Live-Testing Critical Systems at Scale

How Nominal reduced streaming latency by 30x

Oct 21, 2025

When a Nominal customer runs a major test event, split-second decisions can determine success or failure. Engineers conducting safety-critical tests need to monitor live data in Nominal to decide whether to continue, pause, or abort.

Today, the Nominal Core platform enables teams of engineers to monitor high-scale systems in real-time in no-fail environments. Delivering that level of responsiveness demanded a re-architecture of our streaming pipeline, and set us on a journey to cut latency by orders of magnitude.

This post shares how we did it and what we learned during that process.
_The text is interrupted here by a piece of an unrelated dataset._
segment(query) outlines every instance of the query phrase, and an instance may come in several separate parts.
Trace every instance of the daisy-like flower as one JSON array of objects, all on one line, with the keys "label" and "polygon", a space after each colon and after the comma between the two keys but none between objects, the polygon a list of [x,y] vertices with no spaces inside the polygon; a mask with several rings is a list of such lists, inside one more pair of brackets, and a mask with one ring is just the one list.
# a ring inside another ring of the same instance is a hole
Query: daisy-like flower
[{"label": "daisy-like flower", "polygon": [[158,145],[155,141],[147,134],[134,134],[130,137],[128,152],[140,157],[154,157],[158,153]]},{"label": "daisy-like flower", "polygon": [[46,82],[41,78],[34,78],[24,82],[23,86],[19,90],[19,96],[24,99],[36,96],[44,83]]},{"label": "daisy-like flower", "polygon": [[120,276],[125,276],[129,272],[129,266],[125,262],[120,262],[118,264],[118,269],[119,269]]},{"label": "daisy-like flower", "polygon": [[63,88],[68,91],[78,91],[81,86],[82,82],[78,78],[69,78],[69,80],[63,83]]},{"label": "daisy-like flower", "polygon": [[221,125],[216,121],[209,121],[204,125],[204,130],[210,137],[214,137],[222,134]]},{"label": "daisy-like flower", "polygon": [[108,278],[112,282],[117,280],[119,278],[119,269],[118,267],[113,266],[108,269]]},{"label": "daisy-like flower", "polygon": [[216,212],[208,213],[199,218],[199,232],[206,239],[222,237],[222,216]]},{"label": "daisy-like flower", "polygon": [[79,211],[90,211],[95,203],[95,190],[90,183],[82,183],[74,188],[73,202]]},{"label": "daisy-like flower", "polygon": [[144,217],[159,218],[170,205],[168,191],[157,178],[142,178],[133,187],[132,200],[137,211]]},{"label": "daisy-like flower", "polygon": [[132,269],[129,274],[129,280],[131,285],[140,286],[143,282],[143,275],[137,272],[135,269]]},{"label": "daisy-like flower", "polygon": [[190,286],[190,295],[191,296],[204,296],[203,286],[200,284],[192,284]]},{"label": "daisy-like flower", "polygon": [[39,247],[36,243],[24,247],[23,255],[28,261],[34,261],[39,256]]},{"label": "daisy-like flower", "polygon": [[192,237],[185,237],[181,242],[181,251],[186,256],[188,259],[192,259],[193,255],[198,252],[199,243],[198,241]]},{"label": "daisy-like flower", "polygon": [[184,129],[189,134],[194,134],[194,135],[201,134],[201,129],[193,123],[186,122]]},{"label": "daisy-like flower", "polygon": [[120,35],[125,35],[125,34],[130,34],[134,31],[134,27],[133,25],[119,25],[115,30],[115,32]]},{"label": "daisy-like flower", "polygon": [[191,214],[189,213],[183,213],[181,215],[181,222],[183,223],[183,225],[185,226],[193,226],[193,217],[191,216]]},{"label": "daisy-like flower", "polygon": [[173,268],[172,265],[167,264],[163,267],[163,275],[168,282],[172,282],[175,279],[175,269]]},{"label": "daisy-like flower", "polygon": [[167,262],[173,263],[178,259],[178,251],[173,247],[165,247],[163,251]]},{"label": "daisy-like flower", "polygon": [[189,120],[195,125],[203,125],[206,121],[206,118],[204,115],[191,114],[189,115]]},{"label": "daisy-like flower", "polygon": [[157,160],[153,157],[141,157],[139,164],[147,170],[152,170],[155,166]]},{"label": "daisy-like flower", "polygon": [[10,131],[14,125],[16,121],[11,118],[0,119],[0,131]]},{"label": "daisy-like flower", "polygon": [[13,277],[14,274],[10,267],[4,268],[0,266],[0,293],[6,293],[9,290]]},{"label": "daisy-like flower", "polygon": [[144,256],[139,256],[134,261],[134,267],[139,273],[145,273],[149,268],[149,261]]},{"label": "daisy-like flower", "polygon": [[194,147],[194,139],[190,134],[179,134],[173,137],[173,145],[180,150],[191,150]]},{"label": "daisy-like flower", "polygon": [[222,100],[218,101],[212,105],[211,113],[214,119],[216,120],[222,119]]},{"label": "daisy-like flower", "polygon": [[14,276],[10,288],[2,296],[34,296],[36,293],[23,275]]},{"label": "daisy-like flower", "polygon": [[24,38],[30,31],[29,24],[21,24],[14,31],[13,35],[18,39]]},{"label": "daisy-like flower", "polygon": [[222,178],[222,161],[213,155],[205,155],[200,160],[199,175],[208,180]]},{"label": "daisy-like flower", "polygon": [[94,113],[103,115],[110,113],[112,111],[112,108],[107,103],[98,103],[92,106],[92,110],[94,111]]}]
It is the first in a series about how Nominal developed its real-time streaming architecture.

Quantifying latency

The first step to tackling performance is to quantify the slowness. A report of slowness from a customer could mean any number of things. How and where is it slow? What part of the system is slow? What are the user’s network and hardware conditions?

A data point that is streaming into Nominal will pass through several layers before a user even sees it in their browser. Latency can (and did) exist at every layer, so before we could start optimizing, we needed to accurately instrument the slowness.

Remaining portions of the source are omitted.